Contributing to Wi-Fi Test Suite

Thank you for your interest in contributing to the Wi-Fi Test Suite project!

1. Become a Contributer

Contributors are members who contribute to the code, testing, bug reporting, documentation, design, discussion, etc. Contributors get involved in the project through the issue tracker, forum, and the contributor mailing list. Changes are submitted through pull requests which will be considered for inclusion in the project by Committers.

How to become a Contributor: Contributors must sign the Wi-Fi Alliance Contributor Agreement before contributing work to Wi-Fi Test Suite software.

Contributors must follow the Contribution Standards, sections 2 through 6 of this file.

2. Propose a Submission

Proposals may be submitted via a Wi-Fi Test Suite Google Groups or as an idea to the Contributor Mailing List. Submissions that follow our contribution standards and are aligned with the direction of the project will be accepted. Please review Wi-Fi Test Suite contributor model for more information about how proposals are processed once submitted.

3. Minimum Requirements

The goal of these requirements is to ensure quality, API consistency, code reusability, and maintainability of the contribution.

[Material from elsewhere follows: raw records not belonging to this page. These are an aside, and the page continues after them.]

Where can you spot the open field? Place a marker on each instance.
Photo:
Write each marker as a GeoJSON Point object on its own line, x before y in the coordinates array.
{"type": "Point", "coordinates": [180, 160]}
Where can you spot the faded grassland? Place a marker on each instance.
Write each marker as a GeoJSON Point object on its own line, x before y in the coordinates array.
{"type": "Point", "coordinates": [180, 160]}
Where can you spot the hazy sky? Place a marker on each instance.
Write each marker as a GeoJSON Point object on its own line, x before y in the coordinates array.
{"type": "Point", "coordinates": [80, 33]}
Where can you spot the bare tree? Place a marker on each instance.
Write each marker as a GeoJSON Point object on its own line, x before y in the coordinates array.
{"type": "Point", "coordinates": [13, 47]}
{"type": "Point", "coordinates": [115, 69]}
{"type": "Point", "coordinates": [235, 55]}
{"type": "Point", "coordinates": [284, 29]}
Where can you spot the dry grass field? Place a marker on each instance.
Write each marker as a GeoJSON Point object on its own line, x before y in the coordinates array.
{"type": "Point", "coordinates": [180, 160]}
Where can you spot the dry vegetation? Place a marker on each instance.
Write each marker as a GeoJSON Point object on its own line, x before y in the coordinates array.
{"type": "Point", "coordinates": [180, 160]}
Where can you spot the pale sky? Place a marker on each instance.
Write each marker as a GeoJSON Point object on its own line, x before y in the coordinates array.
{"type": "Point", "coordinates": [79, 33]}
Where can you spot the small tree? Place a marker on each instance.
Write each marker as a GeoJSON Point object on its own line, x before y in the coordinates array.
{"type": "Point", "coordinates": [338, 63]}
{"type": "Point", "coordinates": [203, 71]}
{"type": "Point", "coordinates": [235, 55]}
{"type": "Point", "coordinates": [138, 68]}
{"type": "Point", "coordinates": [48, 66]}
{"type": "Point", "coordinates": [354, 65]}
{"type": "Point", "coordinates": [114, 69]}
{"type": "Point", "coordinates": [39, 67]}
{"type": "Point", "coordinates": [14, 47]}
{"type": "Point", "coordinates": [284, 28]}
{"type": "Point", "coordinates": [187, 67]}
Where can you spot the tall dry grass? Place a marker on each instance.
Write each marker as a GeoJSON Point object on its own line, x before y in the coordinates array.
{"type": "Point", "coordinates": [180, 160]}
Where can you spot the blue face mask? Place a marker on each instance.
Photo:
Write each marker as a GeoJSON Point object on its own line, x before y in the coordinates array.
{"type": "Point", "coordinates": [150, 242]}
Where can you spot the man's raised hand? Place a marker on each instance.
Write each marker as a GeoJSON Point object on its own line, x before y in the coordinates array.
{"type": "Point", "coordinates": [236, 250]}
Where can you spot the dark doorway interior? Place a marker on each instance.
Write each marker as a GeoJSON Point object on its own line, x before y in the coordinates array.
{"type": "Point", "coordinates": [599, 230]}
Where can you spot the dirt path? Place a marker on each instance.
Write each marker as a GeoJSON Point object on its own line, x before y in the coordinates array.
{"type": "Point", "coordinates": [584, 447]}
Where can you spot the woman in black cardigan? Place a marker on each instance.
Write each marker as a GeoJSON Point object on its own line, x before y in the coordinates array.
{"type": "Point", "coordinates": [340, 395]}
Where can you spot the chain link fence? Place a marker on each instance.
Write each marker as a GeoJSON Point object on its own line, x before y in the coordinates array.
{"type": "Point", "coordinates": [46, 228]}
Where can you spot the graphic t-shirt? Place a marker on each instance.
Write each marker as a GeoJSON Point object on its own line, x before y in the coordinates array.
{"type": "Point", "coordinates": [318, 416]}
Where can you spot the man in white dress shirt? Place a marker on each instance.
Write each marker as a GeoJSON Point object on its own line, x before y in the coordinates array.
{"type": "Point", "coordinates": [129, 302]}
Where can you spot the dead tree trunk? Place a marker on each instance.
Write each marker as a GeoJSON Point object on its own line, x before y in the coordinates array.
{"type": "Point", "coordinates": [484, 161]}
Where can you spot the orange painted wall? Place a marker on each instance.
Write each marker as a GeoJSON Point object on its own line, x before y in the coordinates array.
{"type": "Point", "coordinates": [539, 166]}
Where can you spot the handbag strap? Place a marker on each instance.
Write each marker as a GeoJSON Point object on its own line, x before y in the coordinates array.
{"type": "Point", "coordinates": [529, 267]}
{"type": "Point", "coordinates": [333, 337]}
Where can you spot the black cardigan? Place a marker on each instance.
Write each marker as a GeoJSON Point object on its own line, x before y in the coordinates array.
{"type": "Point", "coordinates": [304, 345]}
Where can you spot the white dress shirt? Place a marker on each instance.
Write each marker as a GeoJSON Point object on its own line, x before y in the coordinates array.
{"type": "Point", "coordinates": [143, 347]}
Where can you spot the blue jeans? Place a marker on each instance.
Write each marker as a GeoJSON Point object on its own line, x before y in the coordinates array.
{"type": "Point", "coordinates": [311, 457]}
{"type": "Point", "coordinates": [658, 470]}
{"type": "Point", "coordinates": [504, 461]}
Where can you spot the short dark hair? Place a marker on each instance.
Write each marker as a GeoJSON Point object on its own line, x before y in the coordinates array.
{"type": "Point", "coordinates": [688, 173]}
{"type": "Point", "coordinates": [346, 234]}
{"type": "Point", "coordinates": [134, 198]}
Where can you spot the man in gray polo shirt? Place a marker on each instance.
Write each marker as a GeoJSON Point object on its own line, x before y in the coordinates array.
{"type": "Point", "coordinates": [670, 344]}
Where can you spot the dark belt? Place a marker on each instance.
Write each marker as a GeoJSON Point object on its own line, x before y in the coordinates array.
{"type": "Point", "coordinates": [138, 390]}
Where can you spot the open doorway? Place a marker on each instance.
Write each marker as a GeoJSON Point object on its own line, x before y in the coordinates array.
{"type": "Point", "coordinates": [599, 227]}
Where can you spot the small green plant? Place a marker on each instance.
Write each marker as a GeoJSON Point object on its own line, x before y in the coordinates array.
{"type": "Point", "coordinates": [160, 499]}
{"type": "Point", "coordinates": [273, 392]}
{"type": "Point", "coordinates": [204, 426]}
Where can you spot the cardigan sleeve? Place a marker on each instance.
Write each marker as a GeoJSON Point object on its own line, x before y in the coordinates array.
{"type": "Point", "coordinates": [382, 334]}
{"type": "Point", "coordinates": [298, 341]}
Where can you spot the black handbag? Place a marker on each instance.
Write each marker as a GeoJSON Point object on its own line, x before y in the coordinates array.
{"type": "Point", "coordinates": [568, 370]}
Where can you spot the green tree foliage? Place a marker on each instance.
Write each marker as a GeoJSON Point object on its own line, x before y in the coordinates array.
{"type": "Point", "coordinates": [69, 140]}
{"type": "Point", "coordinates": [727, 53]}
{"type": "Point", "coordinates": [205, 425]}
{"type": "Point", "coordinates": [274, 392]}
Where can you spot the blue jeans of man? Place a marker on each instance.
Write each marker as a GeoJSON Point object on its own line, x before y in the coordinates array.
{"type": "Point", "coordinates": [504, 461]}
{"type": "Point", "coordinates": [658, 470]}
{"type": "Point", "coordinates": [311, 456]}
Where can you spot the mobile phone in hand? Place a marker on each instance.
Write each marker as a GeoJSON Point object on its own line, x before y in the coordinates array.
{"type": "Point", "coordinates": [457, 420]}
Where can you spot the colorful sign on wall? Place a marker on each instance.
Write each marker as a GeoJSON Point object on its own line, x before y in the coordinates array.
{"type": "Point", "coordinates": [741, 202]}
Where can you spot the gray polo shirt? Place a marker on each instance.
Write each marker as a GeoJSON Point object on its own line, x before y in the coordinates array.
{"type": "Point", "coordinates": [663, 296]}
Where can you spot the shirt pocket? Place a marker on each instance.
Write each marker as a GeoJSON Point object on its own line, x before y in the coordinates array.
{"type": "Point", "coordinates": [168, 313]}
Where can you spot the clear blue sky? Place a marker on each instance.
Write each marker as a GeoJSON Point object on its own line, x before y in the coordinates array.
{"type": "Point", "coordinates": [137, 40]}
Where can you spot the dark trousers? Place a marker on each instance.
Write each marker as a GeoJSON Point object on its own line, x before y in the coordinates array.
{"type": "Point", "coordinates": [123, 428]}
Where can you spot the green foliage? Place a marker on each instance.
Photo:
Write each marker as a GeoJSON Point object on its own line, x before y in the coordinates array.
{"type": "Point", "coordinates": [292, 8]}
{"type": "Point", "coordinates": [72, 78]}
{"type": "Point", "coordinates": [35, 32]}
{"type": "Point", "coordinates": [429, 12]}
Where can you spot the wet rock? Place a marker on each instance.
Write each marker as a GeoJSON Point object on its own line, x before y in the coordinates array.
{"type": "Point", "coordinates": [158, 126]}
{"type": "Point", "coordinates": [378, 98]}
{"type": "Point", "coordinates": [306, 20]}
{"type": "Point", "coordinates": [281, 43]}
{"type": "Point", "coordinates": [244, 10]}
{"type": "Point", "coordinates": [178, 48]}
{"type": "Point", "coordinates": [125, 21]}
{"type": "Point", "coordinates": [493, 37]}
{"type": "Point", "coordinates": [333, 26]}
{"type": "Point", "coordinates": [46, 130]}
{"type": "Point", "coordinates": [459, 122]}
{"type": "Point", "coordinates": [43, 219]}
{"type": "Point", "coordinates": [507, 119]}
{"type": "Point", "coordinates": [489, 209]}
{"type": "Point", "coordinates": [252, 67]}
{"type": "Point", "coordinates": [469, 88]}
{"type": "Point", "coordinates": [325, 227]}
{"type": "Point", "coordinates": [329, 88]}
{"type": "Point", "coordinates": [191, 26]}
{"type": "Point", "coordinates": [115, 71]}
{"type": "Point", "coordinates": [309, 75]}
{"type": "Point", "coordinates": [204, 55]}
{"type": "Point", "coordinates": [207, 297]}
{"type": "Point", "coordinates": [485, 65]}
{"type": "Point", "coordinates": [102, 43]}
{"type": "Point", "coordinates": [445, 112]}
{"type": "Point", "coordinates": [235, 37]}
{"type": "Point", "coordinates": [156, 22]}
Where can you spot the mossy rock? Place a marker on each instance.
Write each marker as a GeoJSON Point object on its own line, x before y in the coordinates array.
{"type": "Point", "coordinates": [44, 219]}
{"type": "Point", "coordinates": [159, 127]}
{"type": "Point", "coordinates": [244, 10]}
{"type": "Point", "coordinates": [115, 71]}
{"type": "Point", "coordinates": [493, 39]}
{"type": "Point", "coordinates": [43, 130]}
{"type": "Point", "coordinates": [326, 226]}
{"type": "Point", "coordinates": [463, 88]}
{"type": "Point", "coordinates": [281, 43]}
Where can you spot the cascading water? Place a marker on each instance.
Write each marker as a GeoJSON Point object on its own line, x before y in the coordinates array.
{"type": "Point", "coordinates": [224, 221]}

All contributions must satisfy:

  • Complete API Docs and inline code comments
  • Unit tests with 90% line coverage
  • User Guide (Components only)
  • Proper commit logs
  • Proper purpose of the functionality

4. Further Recommendations

We recommend the following process when contributing code to the Wi-Fi Test Suite:

4.1 Diff Before Every Commit

Get into the habit of running git diff or git diff --cached before every commit.

4.2. Commits Should Be Granular

You should keep each commit as granular as possible. For instance, do not check in 2 bug fixes in one commit -- separate them out into 2 commits. A big change must be split into multiple commits as a small feature.

4.3. Coding Style

Please make sure your changes conform to the Style Guide for Python Code (PEP8).
Or download pylint and run the python scripts: http://www.pylint.org/#install.

4.4. Get feedback early and often

- A draft about the proposal
- An API review validates your initial approach
- A design review validates your high-level architecture
- A code review validates your implementation details

4.5. Documentation is just as important as code

- API docs
- Examples
- User guides

4.6. Test your code

- Unit
- Functional
- Performance

5. License Updates

Any submission that uses open source code from another project must be explicitly called out and is subject to review. Any proprietary code from any project should not be submitted and will be rejected.

6. Right to Revert

Once the contribution has been merged into the repo, if any issues arise in the integration environment or upon subsequent feedback, the contribution may be reverted.